Network interrupt and NAPI in FreeBSD?

Luigi Rizzo rizzo at iet.unipi.it
Sat Mar 7 11:47:36 UTC 2015


On Sat, Mar 7, 2015 at 8:19 AM, Wei Hu <weh at microsoft.com> wrote:
> Many thanks, Luigi! We are measuring the network performance in VM(Hyper-V), using netvsc virtual NIC device and its own driver. The Linux VM also uses the similar virtual device. The driver on both Linux and FreeBSD have TSO/LRO support. With just one network queue, we found the throughput is higher on Linux (around 2.5 - 3 Gbps) than FreeBSD (just around 1.6 Gbps) with 10GB NIC. If INVARIANT option is disabled, FreeBSD can achieve 2 - 2.3 Gbps. The much higher interrupt rate on FreeBSD was observed.
>
> Thanks for the all suggestions. Do you think netmap could help in this case?

netmap per se probably won't help in this case but it is often useful to
stress test the datapath and figure out where bottlenecks are.

In fact you could try and run the netmap test program, pkt-gen (in
tools/tools/netmap)
in emulated mode to see how many pps you can send or receive through
the netvsc interface.
You need to kldload the netmap module (it is already in by default in
recent generic)
and then do a
   pkt-gen -i hn0 -f tx # whatever the name is for the hyperv interface

I don't know what to expect but unoptimized qemu/kvm using the e1000 driver
was as low as 50-100Kpps, and optimized ones went up to 500Kpps and more
even without netmap (i believe FreeBSD's virtio is even faster now).

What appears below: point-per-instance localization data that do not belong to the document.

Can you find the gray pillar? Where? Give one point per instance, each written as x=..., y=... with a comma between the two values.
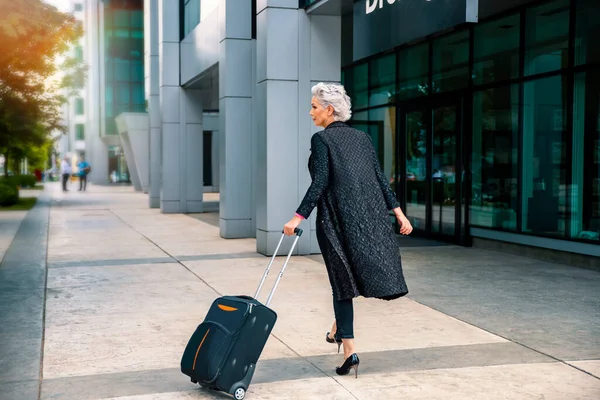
x=191, y=150
x=181, y=122
x=153, y=92
x=235, y=119
x=294, y=51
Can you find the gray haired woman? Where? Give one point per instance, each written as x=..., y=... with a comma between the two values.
x=352, y=196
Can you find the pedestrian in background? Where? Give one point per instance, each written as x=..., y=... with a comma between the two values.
x=65, y=170
x=352, y=196
x=84, y=170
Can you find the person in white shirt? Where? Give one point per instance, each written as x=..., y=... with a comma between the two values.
x=65, y=170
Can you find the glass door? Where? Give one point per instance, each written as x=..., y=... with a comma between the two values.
x=444, y=170
x=434, y=197
x=416, y=192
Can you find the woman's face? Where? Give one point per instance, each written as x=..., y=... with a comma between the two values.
x=321, y=116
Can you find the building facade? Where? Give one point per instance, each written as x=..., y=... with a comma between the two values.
x=487, y=129
x=485, y=114
x=73, y=143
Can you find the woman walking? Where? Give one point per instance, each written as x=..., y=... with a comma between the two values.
x=352, y=197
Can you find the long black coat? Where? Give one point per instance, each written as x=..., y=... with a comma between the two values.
x=354, y=231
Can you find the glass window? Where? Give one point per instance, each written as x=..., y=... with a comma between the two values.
x=124, y=95
x=544, y=156
x=79, y=53
x=494, y=161
x=357, y=85
x=382, y=129
x=137, y=19
x=382, y=80
x=121, y=18
x=587, y=32
x=496, y=50
x=413, y=71
x=137, y=71
x=547, y=37
x=451, y=62
x=585, y=200
x=416, y=168
x=79, y=106
x=79, y=132
x=360, y=121
x=122, y=70
x=191, y=18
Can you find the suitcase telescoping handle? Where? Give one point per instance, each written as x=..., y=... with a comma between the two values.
x=298, y=233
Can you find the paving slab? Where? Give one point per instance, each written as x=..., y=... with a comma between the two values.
x=9, y=225
x=552, y=381
x=118, y=316
x=590, y=366
x=22, y=288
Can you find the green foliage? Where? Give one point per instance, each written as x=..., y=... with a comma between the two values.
x=19, y=181
x=33, y=35
x=24, y=204
x=9, y=195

Obviously you should disable INVARIANT, but the numbers you cite (2-3 Gbps)
are really low, which suggests me that there might some performance problem
in the hypervisor itself.

I also do not see any TSO reference in the source code for the netvsc guest
driver in FreeBSD, so i am not sure whether it is really supported or not.